ZFS Users: Post Your Scrub / Resilver Speeds

Zarathustra[H] · Aug 10, 2021

I was doing a scrub today, after (hopefully) chasing down a very annoying SAS cable issue that was causing errors and was reminded how cool it is to see these arrays tear through massive amounts of data during scrubs and resilvers, so I figured I'd post mine.

What have you got?

Shadowarez · Aug 11, 2021

soon as my 8x 18tb exos arrive ill post as i have to build the pools. itll have 2 1tb nvme ssds to help it along once they arrive. is sata ok for log files or would nvme be better?

Zarathustra[H] · Aug 11, 2021

Shadowarez said:
soon as my 8x 18tb exos arrive ill post as i have to build the pools. itll have 2 1tb nvme ssds to help it along once they arrive. is sata ok for log files or would nvme be better?

Log drives have very specific and unusual requirements.

I don't know how familiar you are with sync writes and async writes and what the log drives do, but I'll write a quick summary below just to clear things up, and please don't be offended if I have taken time to explain things you already know.
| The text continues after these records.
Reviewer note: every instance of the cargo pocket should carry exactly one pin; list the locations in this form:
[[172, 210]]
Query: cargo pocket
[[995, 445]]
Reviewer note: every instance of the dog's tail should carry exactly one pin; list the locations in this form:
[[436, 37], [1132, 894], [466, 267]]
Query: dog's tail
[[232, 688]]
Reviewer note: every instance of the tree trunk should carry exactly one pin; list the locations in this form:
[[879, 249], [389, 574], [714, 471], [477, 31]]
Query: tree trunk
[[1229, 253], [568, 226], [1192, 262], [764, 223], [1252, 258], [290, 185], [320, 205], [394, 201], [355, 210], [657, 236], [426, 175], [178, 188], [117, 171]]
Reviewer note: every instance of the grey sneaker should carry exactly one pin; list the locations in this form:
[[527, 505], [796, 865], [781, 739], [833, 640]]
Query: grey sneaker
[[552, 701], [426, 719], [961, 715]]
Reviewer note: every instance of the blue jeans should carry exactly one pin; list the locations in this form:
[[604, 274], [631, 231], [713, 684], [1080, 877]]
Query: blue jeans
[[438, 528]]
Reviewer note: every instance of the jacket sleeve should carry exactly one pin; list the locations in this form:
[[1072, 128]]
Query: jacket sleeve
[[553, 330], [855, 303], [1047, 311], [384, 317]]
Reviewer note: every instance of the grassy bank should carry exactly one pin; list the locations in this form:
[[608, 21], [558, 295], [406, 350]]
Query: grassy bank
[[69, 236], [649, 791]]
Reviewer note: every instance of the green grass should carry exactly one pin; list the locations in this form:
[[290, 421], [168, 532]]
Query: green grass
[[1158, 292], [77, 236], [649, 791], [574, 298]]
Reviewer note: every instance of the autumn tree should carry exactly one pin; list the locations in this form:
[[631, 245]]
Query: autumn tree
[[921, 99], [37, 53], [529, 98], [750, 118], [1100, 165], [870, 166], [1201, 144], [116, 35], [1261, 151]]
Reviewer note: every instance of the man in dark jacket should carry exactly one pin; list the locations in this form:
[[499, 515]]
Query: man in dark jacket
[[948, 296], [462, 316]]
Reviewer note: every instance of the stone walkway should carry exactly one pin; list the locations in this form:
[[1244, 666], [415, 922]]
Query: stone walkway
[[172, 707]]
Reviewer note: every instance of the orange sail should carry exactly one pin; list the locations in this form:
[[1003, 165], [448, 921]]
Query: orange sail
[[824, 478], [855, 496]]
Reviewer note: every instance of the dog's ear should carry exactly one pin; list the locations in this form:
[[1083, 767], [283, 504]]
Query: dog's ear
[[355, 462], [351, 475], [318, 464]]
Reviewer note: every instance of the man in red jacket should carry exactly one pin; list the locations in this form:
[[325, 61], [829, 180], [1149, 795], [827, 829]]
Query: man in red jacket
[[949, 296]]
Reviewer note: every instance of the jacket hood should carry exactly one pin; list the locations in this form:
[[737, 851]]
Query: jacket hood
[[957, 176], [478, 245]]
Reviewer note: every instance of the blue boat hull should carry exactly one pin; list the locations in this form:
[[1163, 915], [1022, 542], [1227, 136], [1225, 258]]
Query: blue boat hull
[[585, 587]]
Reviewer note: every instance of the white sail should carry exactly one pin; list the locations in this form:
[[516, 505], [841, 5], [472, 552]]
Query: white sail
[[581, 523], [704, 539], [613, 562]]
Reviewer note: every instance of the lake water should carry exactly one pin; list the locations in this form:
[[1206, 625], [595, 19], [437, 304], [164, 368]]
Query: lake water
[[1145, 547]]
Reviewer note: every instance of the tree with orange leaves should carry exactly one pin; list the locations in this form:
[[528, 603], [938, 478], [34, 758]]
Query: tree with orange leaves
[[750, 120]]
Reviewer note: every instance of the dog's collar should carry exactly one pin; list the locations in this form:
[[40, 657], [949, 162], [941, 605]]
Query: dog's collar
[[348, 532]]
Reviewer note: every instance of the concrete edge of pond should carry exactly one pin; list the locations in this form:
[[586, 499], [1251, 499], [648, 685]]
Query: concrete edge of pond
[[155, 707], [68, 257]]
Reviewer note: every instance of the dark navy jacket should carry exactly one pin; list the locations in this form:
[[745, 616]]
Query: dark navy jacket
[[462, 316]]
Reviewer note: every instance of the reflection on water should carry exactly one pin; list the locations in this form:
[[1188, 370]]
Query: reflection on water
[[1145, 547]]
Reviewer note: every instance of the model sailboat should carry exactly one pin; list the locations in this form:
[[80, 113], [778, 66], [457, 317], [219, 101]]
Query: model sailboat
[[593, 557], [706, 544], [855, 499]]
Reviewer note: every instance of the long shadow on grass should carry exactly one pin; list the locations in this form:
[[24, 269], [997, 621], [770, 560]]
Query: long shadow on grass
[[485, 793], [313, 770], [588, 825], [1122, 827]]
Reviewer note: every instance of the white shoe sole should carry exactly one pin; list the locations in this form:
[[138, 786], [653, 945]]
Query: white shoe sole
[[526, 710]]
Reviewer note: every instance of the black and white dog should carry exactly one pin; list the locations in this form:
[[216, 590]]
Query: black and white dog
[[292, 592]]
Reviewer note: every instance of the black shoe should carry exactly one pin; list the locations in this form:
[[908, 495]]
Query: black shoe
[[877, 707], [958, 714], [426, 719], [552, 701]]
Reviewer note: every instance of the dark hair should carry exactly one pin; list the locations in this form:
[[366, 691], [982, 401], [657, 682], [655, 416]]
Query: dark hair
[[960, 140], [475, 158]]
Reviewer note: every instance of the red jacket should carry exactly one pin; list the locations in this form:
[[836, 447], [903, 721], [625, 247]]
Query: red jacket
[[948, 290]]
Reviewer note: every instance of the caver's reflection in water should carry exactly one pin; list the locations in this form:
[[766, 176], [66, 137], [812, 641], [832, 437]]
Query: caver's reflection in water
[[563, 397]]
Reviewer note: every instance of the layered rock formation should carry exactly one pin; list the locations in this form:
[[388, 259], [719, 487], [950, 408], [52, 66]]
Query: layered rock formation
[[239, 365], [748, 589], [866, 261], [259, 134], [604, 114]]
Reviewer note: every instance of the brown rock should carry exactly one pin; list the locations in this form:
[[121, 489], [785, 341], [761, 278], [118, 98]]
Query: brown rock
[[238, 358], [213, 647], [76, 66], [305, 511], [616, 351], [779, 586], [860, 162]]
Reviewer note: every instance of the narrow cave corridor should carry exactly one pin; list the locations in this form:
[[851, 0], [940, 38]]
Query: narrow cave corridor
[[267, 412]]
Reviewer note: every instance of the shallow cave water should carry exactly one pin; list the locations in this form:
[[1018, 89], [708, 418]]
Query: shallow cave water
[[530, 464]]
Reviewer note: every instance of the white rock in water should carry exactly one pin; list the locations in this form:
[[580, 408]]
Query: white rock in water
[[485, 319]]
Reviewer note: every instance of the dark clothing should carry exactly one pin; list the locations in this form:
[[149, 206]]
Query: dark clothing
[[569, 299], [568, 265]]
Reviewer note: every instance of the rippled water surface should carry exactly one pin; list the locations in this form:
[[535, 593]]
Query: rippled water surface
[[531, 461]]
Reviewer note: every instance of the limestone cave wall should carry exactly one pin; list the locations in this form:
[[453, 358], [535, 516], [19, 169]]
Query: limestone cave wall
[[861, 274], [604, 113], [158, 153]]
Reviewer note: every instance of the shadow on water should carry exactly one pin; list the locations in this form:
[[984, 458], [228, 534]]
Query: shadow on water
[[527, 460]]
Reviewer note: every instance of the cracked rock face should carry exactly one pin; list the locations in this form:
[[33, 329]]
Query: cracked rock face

1.) Log is short of ZIL, or ZFS Intent Log. It's a place where sync writes are temporarily stored quickly before being integrated into the pool properly. It is often oversimplified as a kind of write cache, but that is actually incorrect.

The terminology is as follows:
ZIL = ZFS Intent Log, a place where sync writes are temporarily stored
SLOG Device (sometimes just LOG device) = a dedicated fast storage device specifically for the ZIL.

2.) You always have a ZIL, even if you don't have dedicated drives for it. If you don't use dedicated drives, the ZIL is just integrated into the main pool.

3.) There are async writes and sync writes. Normally the system tries to tell on it's own and use whatever write method is appropriate, but it isn't always good at doing so. You can also tell your system if you want sync writes or async writes on a given storage pool or subvol.

4.) This is done by issuing the zfs set command:

set <property=value> ... <filesystem|volume|snapshot>

options for "sync" are:

sync standard | always | disabled

so, as an example

zfs set sync=off <poolname>

This will turn off sync writes for a given pool, and everything that is written will be written as async.

These settings are inherited by subvols unless specified specifically for them. It is more typical to have subvols with settings tailored to the types of files stored in them, than setting these things for the entire pool. For instance, my pool/media subvol has sync off. It doesn't add value there. The main pool has it set to "standard". The subvol where I store live VM images has it set to "always".

5.) Async writes are for writes writes which are of lower criticality. The file can be downloaded again, or copied again or something else. Having that very last second of data before a system goes down is less critical. If this is the case ZFS communicates back to whatever is sending it data that the data is committed to drive and it is OK to proceed with more data, even if it is still only in memory and hasn't been stored to the drive yet. This speeds up writes significantly, as there is no waiting for the drive to commit things.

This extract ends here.